Ora, se a religião tinha o fim de possibilitar a ordem entre as pessoas, abstraindo-se a ética, já não é necessário a doutrina e a devoção. É como se todo sistema religioso tivesse suas devoções e doutrinas por causas acidentais: tempo, contexto, governo etc. Nesse sentido, a religião seria como uma fruta, a ética seria o suco. As boas ações se justificariam por si mesmas, simplesmente porque elas são úteis. E, num passe de mágica, toda religião está dispensada, basta agir da melhor maneira. Mas há um profundo engano nesse pensamento moderno. O fim dos mitos não é ser útil, em verdade, eles são o fim em si. Não se presta culto a um deus por uma causa segunda, o próprio sagrado é a causa primeira da vida e, logo, do culto. Não há que se falar em “utilidade”, lembremos que o homem tradicional não raciocina naquilo que mais lhe aprouver, ele raciocina em cima da seguinte base: é sagrado, ou é profano.

Com o advento dos Estados laicos, a ética, mirada em si mesma, se declarou acima de toda doutrina e devoção. As leis se sobrepuseram à religião. A tolerância laica não tolera o poder necessário que uma comunidade religiosa precisa para viver sob seu próprio sistema. Ora, esse sistema é regido pelo sagrado, o homem moderno não suporta, para ele é loucura, primitivismo, fingimento, fanatismo. Não há teofania, não é tempos distintos, daí do porquê ser sempre objetivo da modernidade dessacralizar a religião. O mundo religioso deve ser profano tanto quanto o mundo do homem não religioso.

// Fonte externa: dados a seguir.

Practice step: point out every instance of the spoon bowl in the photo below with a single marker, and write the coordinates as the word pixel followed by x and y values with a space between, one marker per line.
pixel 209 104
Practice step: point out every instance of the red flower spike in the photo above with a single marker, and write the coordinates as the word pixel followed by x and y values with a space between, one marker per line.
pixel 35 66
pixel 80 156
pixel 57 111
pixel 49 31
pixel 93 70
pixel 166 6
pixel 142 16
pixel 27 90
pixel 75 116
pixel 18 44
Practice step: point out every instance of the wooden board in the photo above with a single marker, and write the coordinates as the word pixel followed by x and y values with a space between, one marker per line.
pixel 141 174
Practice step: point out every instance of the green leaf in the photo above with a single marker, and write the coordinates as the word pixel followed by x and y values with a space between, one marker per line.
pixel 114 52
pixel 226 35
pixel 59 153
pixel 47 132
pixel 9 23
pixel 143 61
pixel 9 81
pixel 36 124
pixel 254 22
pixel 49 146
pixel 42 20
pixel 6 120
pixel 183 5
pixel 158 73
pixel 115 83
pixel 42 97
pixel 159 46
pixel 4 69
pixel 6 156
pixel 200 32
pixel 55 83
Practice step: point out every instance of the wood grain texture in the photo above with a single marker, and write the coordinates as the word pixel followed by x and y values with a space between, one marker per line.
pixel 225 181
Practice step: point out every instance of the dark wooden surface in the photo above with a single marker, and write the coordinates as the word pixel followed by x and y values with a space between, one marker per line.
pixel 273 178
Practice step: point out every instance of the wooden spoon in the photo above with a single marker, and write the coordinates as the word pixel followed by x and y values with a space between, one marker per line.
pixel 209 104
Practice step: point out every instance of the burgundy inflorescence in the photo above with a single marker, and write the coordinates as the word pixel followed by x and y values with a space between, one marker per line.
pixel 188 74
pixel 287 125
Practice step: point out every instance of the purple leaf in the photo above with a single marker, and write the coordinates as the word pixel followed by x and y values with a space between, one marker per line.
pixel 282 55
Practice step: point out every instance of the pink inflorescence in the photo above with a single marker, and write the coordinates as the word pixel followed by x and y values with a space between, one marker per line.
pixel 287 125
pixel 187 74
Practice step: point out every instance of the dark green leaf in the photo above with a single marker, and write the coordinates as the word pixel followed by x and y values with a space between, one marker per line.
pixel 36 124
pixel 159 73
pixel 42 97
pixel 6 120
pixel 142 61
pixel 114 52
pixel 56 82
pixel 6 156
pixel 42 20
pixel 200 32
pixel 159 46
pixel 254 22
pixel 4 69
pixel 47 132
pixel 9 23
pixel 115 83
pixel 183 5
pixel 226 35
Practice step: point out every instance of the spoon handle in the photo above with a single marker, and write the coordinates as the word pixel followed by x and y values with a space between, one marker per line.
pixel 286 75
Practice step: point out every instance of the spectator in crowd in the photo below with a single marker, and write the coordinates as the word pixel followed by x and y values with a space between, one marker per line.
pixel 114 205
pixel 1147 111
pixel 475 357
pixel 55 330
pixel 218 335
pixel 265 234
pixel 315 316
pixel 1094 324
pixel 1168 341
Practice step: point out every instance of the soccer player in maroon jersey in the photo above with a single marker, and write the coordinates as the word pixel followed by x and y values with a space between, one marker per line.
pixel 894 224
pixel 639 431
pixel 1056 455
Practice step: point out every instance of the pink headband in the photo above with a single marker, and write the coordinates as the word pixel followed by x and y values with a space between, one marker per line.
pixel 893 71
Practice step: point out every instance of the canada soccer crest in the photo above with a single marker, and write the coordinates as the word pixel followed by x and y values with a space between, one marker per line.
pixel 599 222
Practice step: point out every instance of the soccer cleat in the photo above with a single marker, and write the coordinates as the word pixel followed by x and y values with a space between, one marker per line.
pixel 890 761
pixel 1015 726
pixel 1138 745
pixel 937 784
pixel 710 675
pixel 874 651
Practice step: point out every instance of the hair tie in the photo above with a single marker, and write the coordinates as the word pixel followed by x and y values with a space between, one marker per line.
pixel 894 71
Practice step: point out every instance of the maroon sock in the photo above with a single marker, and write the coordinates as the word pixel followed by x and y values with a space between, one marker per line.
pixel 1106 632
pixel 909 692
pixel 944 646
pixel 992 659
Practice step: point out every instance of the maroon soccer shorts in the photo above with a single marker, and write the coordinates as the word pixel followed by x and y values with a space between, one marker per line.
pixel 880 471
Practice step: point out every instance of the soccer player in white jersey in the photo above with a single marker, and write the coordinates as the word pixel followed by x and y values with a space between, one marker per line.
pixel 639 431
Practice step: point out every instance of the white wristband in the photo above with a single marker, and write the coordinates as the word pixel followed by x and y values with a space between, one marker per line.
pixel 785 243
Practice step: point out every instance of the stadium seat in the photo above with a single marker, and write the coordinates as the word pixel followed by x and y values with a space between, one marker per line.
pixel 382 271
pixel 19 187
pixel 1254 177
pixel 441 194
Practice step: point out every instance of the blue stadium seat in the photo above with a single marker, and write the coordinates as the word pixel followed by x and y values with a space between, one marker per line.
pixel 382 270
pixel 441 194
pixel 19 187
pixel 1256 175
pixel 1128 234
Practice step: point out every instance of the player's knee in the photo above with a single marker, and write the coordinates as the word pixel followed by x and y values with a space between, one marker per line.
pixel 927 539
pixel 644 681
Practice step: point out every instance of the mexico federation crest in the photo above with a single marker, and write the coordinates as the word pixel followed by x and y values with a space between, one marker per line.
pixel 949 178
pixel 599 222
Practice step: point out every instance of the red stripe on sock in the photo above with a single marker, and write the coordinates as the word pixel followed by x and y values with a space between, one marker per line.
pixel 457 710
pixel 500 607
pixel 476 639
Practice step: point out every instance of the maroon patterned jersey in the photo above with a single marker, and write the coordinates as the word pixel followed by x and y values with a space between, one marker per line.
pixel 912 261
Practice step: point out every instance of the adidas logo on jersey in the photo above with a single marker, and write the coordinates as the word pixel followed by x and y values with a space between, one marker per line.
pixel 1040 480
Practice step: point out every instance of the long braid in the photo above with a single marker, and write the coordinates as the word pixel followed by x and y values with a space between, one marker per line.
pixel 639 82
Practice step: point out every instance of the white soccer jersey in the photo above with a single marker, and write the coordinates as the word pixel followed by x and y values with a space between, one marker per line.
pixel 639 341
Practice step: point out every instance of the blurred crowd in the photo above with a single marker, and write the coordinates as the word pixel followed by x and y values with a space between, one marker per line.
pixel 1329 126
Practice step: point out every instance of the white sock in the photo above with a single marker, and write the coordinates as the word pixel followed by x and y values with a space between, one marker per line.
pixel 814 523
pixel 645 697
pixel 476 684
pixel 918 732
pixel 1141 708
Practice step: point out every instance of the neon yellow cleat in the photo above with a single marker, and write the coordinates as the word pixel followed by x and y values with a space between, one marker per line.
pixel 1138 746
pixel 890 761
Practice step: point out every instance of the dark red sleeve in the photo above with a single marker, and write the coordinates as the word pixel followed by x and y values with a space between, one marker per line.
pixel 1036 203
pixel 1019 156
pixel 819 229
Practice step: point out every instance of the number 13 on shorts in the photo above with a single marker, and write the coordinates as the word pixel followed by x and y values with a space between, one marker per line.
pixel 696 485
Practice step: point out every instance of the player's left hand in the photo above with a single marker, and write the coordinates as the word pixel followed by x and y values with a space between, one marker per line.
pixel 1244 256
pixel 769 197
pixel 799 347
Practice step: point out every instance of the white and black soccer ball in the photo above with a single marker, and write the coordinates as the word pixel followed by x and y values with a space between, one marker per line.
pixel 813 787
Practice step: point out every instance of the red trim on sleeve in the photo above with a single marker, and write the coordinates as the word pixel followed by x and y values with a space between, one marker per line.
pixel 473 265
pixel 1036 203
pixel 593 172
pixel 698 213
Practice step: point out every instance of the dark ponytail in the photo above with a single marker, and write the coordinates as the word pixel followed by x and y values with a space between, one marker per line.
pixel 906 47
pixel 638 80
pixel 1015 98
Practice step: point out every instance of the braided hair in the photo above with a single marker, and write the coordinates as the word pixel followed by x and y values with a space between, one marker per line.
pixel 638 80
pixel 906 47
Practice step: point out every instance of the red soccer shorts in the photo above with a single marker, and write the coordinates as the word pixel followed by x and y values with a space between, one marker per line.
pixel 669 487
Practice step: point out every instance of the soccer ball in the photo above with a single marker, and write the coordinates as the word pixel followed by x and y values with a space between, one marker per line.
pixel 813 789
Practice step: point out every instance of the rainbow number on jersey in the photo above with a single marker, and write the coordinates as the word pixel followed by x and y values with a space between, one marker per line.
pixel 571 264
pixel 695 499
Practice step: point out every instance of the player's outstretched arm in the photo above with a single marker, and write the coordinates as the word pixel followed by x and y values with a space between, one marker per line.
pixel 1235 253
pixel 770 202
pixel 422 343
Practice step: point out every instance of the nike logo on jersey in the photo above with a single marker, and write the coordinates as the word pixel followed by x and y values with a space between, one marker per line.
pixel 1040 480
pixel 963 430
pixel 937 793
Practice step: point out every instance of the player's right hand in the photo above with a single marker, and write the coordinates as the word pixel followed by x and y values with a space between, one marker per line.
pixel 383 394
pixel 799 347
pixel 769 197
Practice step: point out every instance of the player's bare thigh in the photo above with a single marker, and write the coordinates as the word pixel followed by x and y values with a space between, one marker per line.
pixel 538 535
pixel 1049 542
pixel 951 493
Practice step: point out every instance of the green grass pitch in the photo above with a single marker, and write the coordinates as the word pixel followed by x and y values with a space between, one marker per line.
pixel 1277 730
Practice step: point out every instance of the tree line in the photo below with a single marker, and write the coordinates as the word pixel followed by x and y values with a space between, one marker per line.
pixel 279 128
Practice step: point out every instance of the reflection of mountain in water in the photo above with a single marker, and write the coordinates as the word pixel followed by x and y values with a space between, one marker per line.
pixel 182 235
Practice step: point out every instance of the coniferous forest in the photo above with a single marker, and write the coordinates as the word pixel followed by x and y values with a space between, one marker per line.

Por consequência, os dogmas e os ritos devem ser abandonados, não há mais Eterno Retorno, pois não há mais realidade sagrada, há apenas progresso. A vida religiosa, aos olhos do homem moderno, deve ser tolerada apenas pelos seus aspectos acidentais: músicas, língua, comida, costumes etc. Esses aspectos acidentais são úteis, fazem um “cidadão” se sentir pertencido a algum lugar, é a sua origem histórica, mas não ontológica.

Nesse sentido, a religião já não carrega um corpo coletivo para um fim qualquer, mas serve a necessidades individuais de pertencimento. O único capaz de regular qualquer coletivo é o Deus-Estado. A religião se torna, então, um discurso vazio de autoajuda – já não há um deus a se temer, há apenas o Estado, pois as leis divinas não se aplicam à realidade concreta. Só se aceita, na modernidade, deuses mansos, amorosos, tímidos e frágeis.

A realidade sagrada, que era mantida pelos ritos e festas, foi substituída pelo progresso. Aí está a origem de tantas linhas religiosas “reformistas”. É como se o sagrado estivesse atrasado em relação ao progresso, não há mais manutenção através dos ritos, logo, por necessidade, não há mais sagrado. O Eterno Retorno foi substituído pelo Eterno progresso. Se, para o cristão tradicional, todo mandamento em relação ao comportamento sexual é um preceito sagrado e, portanto, real; para o cristão moderno, se vê nisso apenas um acidente, não passa de um costume de época. Logo, estando-se em outra época, há outro “sagrado”. Sua religião é, portanto, vazia de sagrado, é uma declaração a favor do profano.

O mundo tornou-se homogêneo, e todo sistema religioso que diz o contrário está incorrendo em grave pecado contra o Estado laico.